On 6 October Stalin summoned Zhukov from Leningrad and put him in charge of Moscow’s defence. Again, Zhukov found the army in a state of collapse: communications had broken down and ad hoc units were being formed from stragglers who had managed to escape being ‘caught in the sack’ of small-scale German encirclements. Of the 800,000 troops that had held the Central Front six weeks earlier, only 90,000 still stood between the Wehrmacht and the capital. Four days later, while conscripts laboured to dig a new ring of trenches around the Moscow suburbs, Hitler’s press chief invited Berlin’s press corps to the Ministry of Propaganda to hear a statement from the Führer. The remnants of the Red Army, it declared, were now trapped. Victory in the East was assured. The next morning’s newspapers carried the headlines ‘The Great Hour Has Struck!’ and ‘Campaign in the East Decided!’

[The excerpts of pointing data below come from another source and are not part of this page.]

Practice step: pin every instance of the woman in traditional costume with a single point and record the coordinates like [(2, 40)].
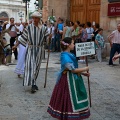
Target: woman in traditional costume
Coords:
[(69, 100)]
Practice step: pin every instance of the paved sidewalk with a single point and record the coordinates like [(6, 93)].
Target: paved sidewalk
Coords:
[(17, 103)]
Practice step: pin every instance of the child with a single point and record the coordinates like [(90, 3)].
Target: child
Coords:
[(99, 41), (69, 99)]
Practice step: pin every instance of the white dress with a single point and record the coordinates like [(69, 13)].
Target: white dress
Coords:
[(21, 60)]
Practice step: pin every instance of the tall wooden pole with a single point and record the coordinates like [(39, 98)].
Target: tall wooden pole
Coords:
[(88, 84)]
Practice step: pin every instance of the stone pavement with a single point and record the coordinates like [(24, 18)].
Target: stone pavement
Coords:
[(17, 103)]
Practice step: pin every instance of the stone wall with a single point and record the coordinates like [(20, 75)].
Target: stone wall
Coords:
[(107, 23)]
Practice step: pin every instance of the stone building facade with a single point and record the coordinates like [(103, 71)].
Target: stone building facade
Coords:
[(63, 9), (11, 8)]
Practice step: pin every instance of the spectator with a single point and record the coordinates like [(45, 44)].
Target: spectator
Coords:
[(99, 44), (90, 31), (67, 31), (114, 40), (13, 34)]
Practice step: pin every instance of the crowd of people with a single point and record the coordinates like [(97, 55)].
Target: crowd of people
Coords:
[(60, 36)]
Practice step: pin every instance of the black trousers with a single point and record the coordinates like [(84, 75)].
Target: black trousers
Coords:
[(115, 48), (12, 40)]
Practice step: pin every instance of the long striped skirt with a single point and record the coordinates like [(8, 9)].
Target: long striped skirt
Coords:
[(60, 105)]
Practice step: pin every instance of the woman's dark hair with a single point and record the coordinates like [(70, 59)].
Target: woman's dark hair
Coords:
[(97, 25), (82, 25), (100, 29), (78, 22), (72, 23), (65, 42), (88, 24)]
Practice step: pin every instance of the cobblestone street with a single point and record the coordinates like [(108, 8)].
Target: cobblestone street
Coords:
[(17, 103)]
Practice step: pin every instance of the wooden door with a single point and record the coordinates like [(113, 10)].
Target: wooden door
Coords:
[(85, 10)]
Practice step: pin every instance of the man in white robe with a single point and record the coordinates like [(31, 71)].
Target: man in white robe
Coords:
[(34, 35)]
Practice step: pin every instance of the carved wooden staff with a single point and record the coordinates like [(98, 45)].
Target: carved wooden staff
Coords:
[(48, 55), (88, 83), (47, 63)]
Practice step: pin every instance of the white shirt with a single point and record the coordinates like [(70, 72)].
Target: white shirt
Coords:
[(21, 28), (12, 29)]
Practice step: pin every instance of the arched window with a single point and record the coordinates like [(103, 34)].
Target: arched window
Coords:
[(3, 14)]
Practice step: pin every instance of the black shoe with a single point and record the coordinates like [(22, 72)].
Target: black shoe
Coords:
[(33, 89)]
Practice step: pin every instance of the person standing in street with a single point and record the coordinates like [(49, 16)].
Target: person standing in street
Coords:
[(90, 31), (69, 100), (114, 40), (13, 34), (33, 36), (100, 43), (116, 57)]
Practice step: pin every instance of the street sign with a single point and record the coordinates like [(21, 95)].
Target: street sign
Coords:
[(85, 49)]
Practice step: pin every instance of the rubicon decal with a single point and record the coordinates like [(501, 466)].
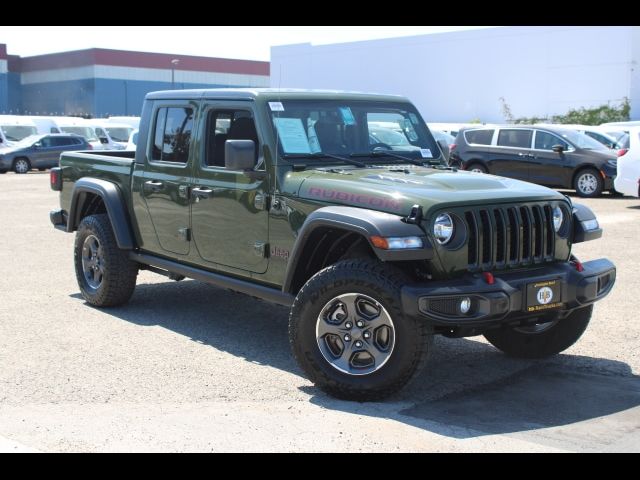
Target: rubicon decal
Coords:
[(356, 198)]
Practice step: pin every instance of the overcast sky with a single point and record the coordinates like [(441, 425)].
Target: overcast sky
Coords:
[(252, 43)]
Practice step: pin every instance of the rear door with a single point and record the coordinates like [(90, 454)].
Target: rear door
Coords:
[(511, 154), (167, 174), (548, 167)]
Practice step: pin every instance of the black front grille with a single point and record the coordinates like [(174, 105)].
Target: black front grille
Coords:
[(501, 237)]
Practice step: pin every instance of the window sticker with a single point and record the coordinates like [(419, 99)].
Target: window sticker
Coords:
[(347, 116), (292, 135), (276, 106)]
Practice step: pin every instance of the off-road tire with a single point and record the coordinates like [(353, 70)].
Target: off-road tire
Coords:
[(548, 342), (413, 339), (118, 279)]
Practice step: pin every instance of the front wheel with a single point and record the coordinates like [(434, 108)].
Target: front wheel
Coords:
[(588, 183), (543, 339), (349, 334), (21, 165), (105, 274)]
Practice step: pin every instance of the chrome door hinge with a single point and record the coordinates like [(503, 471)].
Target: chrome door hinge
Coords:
[(185, 234)]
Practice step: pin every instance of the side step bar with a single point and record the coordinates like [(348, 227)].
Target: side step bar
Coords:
[(269, 294)]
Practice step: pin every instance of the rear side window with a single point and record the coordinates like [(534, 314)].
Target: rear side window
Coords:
[(479, 137), (515, 138), (172, 134), (546, 141)]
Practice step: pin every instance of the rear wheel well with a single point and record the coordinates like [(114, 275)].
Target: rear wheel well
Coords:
[(581, 169), (88, 204), (326, 246)]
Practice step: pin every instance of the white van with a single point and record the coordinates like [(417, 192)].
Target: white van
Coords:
[(131, 121), (116, 133), (45, 124), (79, 126), (14, 128)]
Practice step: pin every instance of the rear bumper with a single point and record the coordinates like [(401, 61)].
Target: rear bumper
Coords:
[(59, 219), (506, 300)]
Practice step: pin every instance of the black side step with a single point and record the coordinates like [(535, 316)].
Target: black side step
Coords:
[(269, 294)]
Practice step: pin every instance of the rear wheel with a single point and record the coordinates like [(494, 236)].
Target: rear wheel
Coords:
[(348, 332), (21, 165), (478, 168), (543, 339), (588, 183), (105, 274)]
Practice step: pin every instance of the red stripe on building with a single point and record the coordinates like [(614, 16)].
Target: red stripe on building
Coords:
[(121, 58)]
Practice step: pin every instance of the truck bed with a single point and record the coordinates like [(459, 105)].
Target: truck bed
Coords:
[(112, 165)]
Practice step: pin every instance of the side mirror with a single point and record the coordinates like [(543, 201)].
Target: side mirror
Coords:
[(239, 154)]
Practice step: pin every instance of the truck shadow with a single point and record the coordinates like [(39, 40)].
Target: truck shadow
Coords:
[(468, 388)]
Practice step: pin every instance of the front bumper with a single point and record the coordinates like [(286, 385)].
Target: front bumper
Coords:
[(505, 301)]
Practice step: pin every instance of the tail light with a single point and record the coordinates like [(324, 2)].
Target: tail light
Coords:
[(55, 179)]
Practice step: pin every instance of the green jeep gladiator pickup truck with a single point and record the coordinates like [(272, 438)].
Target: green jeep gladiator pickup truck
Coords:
[(340, 206)]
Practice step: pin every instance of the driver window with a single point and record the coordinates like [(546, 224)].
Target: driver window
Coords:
[(223, 125)]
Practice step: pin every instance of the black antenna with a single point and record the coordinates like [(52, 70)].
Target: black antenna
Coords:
[(275, 162)]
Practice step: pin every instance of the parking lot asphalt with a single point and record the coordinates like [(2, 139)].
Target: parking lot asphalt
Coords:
[(189, 367)]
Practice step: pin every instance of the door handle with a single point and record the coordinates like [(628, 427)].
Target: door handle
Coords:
[(199, 192), (153, 186)]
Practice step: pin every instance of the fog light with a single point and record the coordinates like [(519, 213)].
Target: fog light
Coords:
[(465, 305)]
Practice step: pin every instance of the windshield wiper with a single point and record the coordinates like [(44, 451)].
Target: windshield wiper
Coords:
[(386, 153), (325, 155)]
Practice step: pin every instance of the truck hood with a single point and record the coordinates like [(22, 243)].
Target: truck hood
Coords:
[(397, 189)]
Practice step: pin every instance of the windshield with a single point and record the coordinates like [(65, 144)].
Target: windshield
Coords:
[(85, 132), (14, 133), (581, 140), (119, 134), (351, 128)]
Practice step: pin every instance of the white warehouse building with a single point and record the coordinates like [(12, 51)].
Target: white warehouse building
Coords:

In Moscow, where the crump of artillery could now be heard even from Red Square, it was decided to evacuate the government. The Praesidium of the Supreme Soviet,
the defence commissariat and the Allied embassies all left on special trains for Kuibyshev (now Samara, on the Volga) on the 15th.* The following day, the ashes of a million hastily burned files twirling above the pavements, the city descended into anarchy. Police vanished; bosses fled in commandeered lorries loaded with rubber-plants and gramophones; workers looted and lynched. The director of a dairy, spotted trying to leave, was dragged out of his car and thrown head-first into a vat of sour cream. Order was only restored five days later. The whole inglorious episode became known as the ‘big drap’, a sardonic play on drap’s double meaning of ‘medal ribbon’ or ‘skedaddle’.25
With Moscow teetering on the brink, Leningrad’s abandonment seemed likelier than ever. A measure of how poorly its chances were now rated was senior generals’ reluctance to take charge of its defence. On Zhukov’s departure the command initially went to his deputy, Ivan Fedyuninsky, but he immediately began lobbying for it to be passed to Mikhail Khozin, who, he pointed out, had seniority, and under whom he had served in the past.26 Khozin demurred, arguing that he could not leave the 54th Army, which he had just taken over from the loathed and incompetent Kulik. Zhdanov then tried to recruit Marshal Nikolai Voronov, a respected artilleryman and a native Leningrader, but he too turned the post down, arguing that he already had his hands full as deputy Commissar for Defence. After a fortnight of pass-the-parcel, Moscow intervened, and on 26 October the command was finally forced on Khozin, Fedyuninsky taking over the 54th Army.